The inactivity fees are also seemingly favourable. After 12 months of inactivity, the account becomes dormant and will be charged $25 per year. The dormant account policy meets the industry standards, but as you already probably suggest, we can’t confirm it’s trustworthy.

StanfordFinanceGroup offers trading incentives, but the bonuses effectively lock traders’ accounts, making it impossible to take funds out. According to the Bonus Policy, traders need to execute a minimum volume of 30 times the bonus plus the deposit to become eligible for withdrawal. That’s unfair.

Overall, StanfordFinanceGroup is an exposed scam, so stay safe and avoid this sham enterprise.


Internet is filled to the brim with scammers’ fraudulent ads and deceitful Instagram and Facebook profiles displaying dreamy lifestyle, yachts, cars and so on. They promise get-rich-quick schemes, and it’s tempting to have a look at least.

If you click there and submit your e-mail and contact number, they’d ring you at once. You’ll be offered bonuses, insider information, managed accounts and guaranteed profits and so on. Most scammers are seasoned manipulators, and before you know it, they’d be waiting for you to provide them with your bank card details over the phone. However, that indicates urgency, and that’s a treacherous sign, so if someone pushes you to start trading ASAP, then it’s most probably a scam.

However, the first deposit is just the beginning. Gradually they’d ask for more money from you no matter what. If you lost on the market, they’d persuade you to put more money and recover the losses. If you traded well, they’d convince you to put more money and increase the profits. The troubles start when you ask for a withdrawal.
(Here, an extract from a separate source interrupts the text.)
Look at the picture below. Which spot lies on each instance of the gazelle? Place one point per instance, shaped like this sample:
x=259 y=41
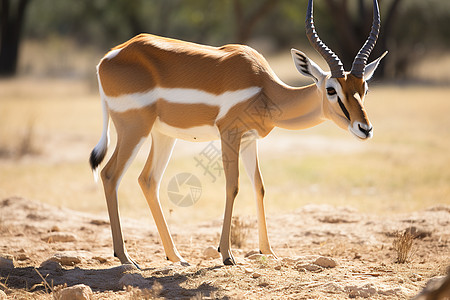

The scammers would do anything to discourage you and would even ask you to deposit even more funds if you want to withdraw. The scammers’ mantra is “give me your money”, they’d insist every day you should fund your account over and over again for no obvious reason. Legit companies do not bother you over the phone to deposit with them, so if someone pushes you to invest, it’s most probably a scam.


Unfortunately, no one is immune to scam. If this unfortunately happens, the first thing to do is to protect yourself from further risk. Contact your bank and explain what happened to you so that they can give you instructions and help you, if possible, recover your money.

Report what happened to you, file a complaint, contact the financial regulator, contact other government institutions related to trading and investing, call the police if you feel necessary. Seek help actively!

Remember, it’s crucial not to rush blindly trying to recover your funds because many scam chargeback agencies and individuals are trying to double scam the victims. They ask for upfront payment, take the money, but won’t do anything to help you!

Share online your experience; it’s important to protect others, as well. Be responsible!